Bluesky Blames App Outage on ‘Sophisticated’ DDoS Attack

Related

Share

What happened

Bluesky attributed a widespread service outage on April 15, 2026 to a sustained DDoS attack that disrupted feeds, notifications, threads, and search functions across its platform. Engineers worked overnight to contain the attack, which intensified throughout the day before the service stabilized on April 16. Bluesky said the platform has remained stable since, despite ongoing attack traffic. No evidence of unauthorized access to private user data was found.

An Iran-linked hacker group calling itself 313 Team claimed responsibility via Telegram, saying it launched a “massive cyberattack” targeting Bluesky’s API. Bluesky has not publicly addressed the claim and had not responded to requests for comment at publication. Cybersecurity researchers have previously linked 313 Team to retaliatory cyber operations aligned with the interests of Iran-backed Shiite militias, with the group believed to operate out of Iraq and to target organizations associated with countries seen as supporting the United States or Israel.

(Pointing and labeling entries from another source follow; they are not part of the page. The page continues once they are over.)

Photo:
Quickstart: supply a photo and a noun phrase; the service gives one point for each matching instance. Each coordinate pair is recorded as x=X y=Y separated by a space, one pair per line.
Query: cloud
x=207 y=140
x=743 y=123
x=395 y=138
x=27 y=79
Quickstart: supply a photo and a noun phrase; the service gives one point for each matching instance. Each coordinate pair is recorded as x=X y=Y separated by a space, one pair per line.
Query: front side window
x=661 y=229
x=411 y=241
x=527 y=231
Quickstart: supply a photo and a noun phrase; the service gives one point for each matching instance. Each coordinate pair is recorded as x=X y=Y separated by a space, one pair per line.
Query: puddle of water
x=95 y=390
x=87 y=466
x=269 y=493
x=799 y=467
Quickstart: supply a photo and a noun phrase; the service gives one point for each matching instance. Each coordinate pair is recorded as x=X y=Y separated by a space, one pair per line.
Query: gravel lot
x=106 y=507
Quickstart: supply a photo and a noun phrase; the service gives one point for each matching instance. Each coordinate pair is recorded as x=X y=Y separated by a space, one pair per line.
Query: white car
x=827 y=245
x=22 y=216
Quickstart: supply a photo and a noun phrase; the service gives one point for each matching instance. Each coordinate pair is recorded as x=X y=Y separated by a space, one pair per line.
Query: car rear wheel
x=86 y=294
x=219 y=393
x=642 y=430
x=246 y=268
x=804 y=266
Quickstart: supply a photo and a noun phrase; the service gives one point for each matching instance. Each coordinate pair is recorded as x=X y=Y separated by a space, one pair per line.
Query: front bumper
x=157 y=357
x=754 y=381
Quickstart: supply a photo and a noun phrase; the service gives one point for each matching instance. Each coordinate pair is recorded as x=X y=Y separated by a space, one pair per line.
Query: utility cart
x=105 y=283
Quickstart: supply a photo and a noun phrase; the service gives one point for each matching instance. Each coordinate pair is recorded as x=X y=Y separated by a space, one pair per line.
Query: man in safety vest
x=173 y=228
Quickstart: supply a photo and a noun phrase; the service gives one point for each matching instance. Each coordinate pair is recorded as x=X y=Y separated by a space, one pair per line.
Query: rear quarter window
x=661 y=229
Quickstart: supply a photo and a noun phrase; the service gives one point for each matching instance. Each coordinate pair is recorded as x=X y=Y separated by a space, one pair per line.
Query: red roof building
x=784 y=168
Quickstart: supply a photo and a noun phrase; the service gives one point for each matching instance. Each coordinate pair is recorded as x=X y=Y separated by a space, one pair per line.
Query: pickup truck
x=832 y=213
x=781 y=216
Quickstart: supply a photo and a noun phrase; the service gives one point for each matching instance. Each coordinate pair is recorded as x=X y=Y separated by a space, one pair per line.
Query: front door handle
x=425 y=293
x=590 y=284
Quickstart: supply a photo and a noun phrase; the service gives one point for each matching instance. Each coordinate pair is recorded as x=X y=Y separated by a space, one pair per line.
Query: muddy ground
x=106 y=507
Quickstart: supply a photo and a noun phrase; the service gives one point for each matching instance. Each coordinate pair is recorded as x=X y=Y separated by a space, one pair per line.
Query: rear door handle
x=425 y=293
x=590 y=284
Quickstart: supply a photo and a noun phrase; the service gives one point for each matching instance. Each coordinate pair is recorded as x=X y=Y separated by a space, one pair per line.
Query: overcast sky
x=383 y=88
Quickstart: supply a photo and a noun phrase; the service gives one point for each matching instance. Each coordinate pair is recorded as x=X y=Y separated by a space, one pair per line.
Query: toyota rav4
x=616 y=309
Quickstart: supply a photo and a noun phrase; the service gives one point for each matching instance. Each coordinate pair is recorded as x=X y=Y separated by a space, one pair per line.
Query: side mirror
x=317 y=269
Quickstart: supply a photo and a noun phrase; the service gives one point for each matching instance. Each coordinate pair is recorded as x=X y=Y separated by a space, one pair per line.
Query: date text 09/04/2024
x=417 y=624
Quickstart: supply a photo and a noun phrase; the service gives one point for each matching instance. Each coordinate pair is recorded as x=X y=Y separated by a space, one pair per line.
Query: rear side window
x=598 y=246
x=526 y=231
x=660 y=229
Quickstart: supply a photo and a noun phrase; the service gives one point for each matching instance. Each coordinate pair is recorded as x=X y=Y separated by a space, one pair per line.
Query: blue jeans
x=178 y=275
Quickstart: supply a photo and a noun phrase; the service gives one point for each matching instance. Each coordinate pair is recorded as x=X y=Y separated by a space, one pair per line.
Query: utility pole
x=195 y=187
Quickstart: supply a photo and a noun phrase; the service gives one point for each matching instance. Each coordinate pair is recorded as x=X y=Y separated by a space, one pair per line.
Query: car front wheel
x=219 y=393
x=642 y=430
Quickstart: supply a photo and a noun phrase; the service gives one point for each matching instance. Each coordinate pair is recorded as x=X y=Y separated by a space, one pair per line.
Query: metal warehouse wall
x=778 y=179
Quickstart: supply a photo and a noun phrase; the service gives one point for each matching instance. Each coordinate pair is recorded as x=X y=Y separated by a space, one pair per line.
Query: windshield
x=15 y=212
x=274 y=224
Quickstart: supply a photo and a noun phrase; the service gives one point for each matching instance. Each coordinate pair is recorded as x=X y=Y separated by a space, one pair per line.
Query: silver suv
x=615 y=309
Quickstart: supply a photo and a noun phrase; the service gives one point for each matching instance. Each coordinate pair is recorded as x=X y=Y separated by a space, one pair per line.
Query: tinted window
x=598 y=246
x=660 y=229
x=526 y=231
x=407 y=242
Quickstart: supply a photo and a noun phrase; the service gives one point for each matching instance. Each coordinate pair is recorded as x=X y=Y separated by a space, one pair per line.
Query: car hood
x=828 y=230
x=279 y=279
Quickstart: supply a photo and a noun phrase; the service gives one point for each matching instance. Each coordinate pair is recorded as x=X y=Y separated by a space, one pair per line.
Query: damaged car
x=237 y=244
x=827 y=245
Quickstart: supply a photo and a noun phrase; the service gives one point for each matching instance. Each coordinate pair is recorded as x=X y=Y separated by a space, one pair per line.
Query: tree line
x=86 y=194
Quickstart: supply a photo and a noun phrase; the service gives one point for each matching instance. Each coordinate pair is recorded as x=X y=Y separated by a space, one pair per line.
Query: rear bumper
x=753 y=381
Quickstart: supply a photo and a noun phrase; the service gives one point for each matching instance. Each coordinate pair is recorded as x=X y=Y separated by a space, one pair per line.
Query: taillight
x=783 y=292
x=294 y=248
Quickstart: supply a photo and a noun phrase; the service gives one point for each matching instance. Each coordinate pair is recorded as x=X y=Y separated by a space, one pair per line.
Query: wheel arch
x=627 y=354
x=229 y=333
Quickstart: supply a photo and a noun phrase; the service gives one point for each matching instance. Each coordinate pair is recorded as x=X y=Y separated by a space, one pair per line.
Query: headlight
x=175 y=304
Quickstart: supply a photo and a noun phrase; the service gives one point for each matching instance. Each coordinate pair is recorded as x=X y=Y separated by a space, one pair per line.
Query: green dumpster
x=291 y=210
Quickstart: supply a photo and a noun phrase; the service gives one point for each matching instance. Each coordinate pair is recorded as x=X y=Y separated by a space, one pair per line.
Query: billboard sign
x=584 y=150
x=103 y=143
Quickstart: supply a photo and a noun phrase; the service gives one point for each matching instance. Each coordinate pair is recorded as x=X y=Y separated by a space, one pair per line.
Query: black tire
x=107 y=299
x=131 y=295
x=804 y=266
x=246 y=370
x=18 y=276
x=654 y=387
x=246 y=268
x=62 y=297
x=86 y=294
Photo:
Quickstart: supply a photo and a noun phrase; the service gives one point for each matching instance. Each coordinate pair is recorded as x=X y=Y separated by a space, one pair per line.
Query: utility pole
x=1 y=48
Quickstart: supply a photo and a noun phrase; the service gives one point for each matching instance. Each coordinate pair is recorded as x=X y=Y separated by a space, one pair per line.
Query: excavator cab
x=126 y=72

Bluesky has grown to roughly 43.7 million users, driven in part by migration from X following the 2024 U.S. presidential election.

Who is affected

All Bluesky users experienced degraded or unavailable service during the outage period. The company confirmed no private data was accessed, so the impact was limited to availability. Organizations and individuals who rely on Bluesky for communications, brand presence, or monitoring during that window faced an unplanned disruption.

Why CISOs should care

The attribution claim here is unconfirmed, and Bluesky hasn’t addressed it. But the broader pattern is worth noting. Iran-linked groups have been increasingly active against Western-aligned platforms and infrastructure, and social media services are becoming more common targets as geopolitical tensions translate into digital pressure campaigns. For security leaders, the more operational question is how their organizations would handle a sudden loss of a communication platform they depend on, whether for internal coordination, public communications, or threat intelligence sharing.

3 practical actions

  1. Map communication platform dependencies for your incident response workflows: If Bluesky, X, or similar platforms are part of how your team shares threat intelligence or coordinates during incidents, identify backup channels now rather than during an outage.
  2. Monitor Iran-linked threat actor activity given current geopolitical conditions: With 313 Team and affiliated groups showing increased targeting of Western-associated platforms, factor this threat profile into your current risk assessments, particularly if your organization has visible ties to U.S. or Israeli interests.
  3. Review your organization’s own DDoS resilience posture: A platform with tens of millions of users experienced multi-day disruption from a sustained attack; use this as a prompt to validate whether your own public-facing infrastructure could absorb similar sustained volumetric pressure.